In 2014, the Centers for Medicare & Medicaid Services (CMS), a department of the US federal government, introduced the HCBS Final Rule to enhance service quality and ensure individuals have full access to community living. The rule sets standards that require settings to be more person-centered, giving individuals greater control over their lives, services, and daily activities. The California state government and the Department of Developmental Services (DDS) work in support of CMS to ensure that all providers are in compliance with HCBS Final Rule requirements.

Ongoing Compliance for GGRC Providers 

Compliance with the HCBS Final Rule is ongoing. It is required that providers continue to work toward more inclusive and community-based services.
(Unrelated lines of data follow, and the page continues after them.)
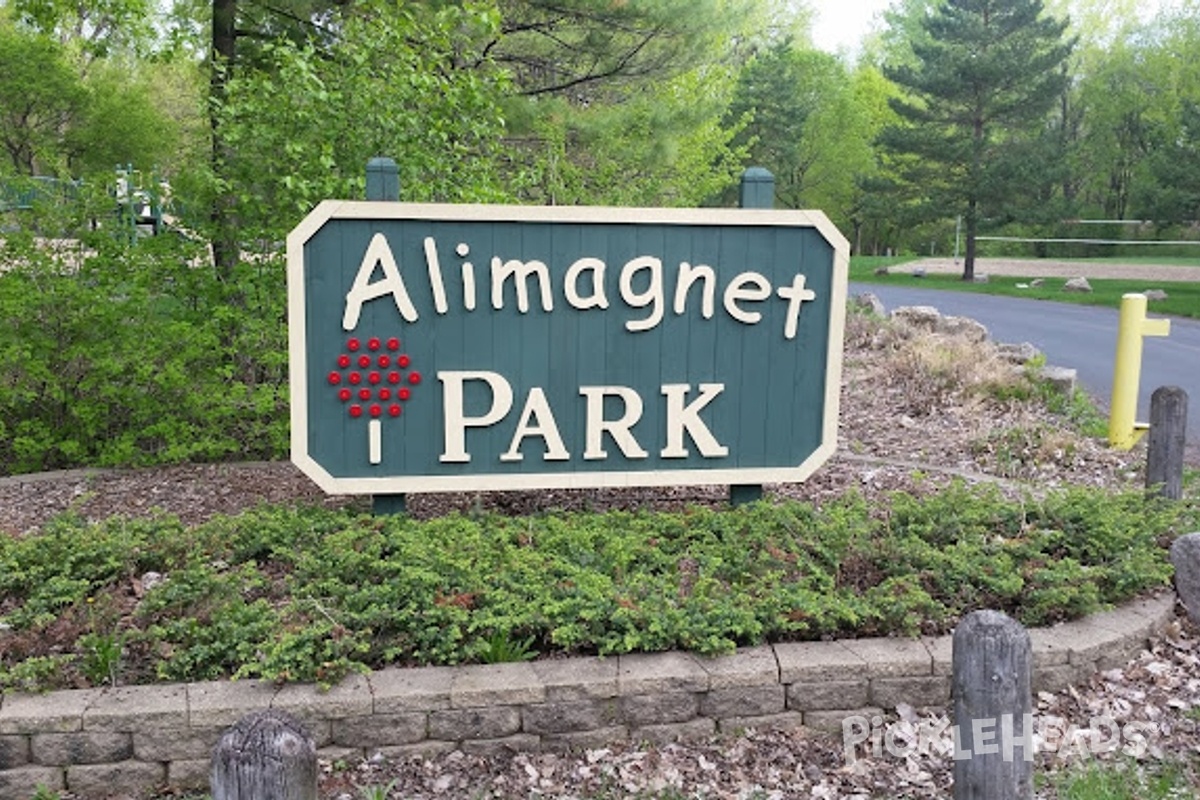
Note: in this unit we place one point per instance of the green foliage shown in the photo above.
(311, 595)
(121, 355)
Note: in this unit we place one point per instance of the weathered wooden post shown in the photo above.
(993, 709)
(1168, 437)
(757, 191)
(265, 756)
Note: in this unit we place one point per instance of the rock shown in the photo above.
(1186, 558)
(917, 317)
(1021, 353)
(963, 326)
(1061, 379)
(869, 304)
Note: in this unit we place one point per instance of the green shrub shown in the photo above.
(312, 594)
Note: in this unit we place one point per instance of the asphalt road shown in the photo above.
(1083, 337)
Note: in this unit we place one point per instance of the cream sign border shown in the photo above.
(400, 485)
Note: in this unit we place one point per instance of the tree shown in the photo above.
(984, 77)
(805, 126)
(40, 97)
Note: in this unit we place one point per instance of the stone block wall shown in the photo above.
(95, 743)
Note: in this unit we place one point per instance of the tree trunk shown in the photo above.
(225, 50)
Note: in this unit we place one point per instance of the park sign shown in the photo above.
(462, 347)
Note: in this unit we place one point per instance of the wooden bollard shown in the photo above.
(265, 756)
(993, 709)
(1168, 438)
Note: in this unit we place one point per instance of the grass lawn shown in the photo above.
(1182, 300)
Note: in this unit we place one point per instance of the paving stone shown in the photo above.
(743, 701)
(747, 667)
(190, 775)
(647, 673)
(504, 684)
(125, 777)
(456, 725)
(306, 703)
(892, 657)
(565, 717)
(661, 734)
(23, 781)
(919, 692)
(13, 752)
(577, 679)
(53, 713)
(381, 729)
(221, 704)
(832, 721)
(826, 696)
(519, 743)
(808, 662)
(425, 689)
(427, 749)
(577, 740)
(81, 747)
(657, 709)
(783, 721)
(180, 745)
(138, 708)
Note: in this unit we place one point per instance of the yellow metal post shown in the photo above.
(1123, 429)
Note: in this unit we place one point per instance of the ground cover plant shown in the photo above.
(311, 594)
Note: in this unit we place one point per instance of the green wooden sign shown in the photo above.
(456, 347)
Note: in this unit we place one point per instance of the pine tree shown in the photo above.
(985, 77)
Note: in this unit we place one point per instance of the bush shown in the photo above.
(311, 594)
(126, 355)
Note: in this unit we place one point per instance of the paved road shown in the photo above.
(1083, 337)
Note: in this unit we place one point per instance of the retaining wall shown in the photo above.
(95, 743)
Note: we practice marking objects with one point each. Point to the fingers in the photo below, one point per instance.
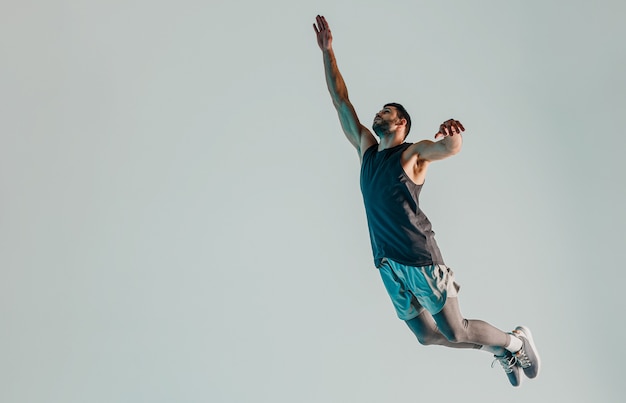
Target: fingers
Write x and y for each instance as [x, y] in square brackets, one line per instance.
[449, 128]
[322, 25]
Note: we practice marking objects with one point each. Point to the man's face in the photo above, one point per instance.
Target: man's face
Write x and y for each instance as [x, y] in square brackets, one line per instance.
[385, 120]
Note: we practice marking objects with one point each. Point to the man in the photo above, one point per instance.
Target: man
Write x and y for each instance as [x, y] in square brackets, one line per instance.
[421, 287]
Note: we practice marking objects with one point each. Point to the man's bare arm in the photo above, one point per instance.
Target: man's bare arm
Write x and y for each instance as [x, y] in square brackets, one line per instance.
[428, 151]
[358, 135]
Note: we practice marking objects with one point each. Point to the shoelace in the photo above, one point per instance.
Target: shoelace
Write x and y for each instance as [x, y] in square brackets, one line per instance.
[523, 359]
[507, 362]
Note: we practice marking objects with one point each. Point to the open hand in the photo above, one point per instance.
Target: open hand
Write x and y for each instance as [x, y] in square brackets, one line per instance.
[324, 36]
[449, 128]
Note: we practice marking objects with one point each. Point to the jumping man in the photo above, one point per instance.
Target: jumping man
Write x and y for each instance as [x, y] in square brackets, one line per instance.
[421, 287]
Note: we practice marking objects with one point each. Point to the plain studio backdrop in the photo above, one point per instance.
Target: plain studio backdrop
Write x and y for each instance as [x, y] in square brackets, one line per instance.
[181, 221]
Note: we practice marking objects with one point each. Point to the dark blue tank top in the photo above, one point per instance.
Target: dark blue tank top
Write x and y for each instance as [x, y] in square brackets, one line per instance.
[398, 228]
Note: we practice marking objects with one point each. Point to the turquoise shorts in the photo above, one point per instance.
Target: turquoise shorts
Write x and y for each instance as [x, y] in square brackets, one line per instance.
[413, 289]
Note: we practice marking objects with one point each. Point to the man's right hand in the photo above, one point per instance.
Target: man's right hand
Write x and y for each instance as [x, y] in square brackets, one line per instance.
[324, 36]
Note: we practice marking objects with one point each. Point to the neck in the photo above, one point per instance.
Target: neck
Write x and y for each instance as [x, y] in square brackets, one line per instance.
[390, 140]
This ongoing process reflects a cultural shift toward community living, person-centered services, and ensuring people we support have greater control over their lives, services, and daily activities.

HCBS Setting Requirements

All settings must meet 1-5 and 10, only residential settings must meet 6-9:

  1. The setting is integrated in and supports full access to the greater community, including opportunities for individuals to seek employment and work in competitive integrated settings, engage in community life, control personal resources, and receive services in the community, to the same degree of access as others not receiving services.
  2. The setting is selected by the individual from among setting options, including non-disability specific settings and an option for a private unit in a residential setting. The setting options are identified and documented in the person-centered service plan and are based on the individual’s needs, preferences, and, for residential settings, resources available for room and board.
  3. Ensures an individual’s rights of privacy, dignity, respect, and freedom from coercion and restraint.
  4. Optimizes, but does not regiment, individual initiative, autonomy, and independence in making life choices, including but not limited to, daily activities, physical environment, and with whom to interact. 
  5. Facilitates individual choice regarding services and supports, and who provides them.
  6. The unit or dwelling is a specific physical place that can be owned, rented, or occupied under a legally enforceable agreement by the individual receiving services, and the individual has, at a minimum, the same responsibilities and protections from eviction that all tenants have under local landlord/tenant laws.
  7. Each individual has privacy in their sleeping or living unit (units have entrance doors lockable by the individual, with only appropriate staff having keys to doors; individuals sharing units have a choice of roommates in that setting; and Individuals have the freedom to furnish and decorate their sleeping or living units within the lease or other agreement). 
  8. Individuals have the freedom and support to control their own schedules and activities and have access to food at any time.
  9. Individuals are able to have visitors of their choosing at any time. 
  10. The setting is physically accessible to the individual.

What does the HCBS Final Rule Mean to You? 

Join Lanterman and Friends for several series of short, humorous, and information-packed stories that explain the complex but critically important Regional Center system to the half million Californians with intellectual or  developmental disabilities, their families, service providers and staff of thousands of service providers across the state. 

Each episode is translated into 20 languages, including ASL.   

In the Lanterman and Friends animated videos, Lorenzo, Maya, Dexter, Steven, and superhero Lanterman share stories to help explain the rights of people under HCBS.  The series was created to better equip regional centers, service providers, and the broader community to understand and implement HCBS Final Rule requirements. 

Made in partnership with Tri-Counties Regional Center and Public Pixels Media, the animated series won 3 Anthem Webby Awards!  The awards recognize the series for their impact on accessibility, education, and creative storytelling.  They won two silver awards for Diversity, Equity & Inclusion (DEI) through community collaboration and innovation and a bronze award in DEI for community engagement.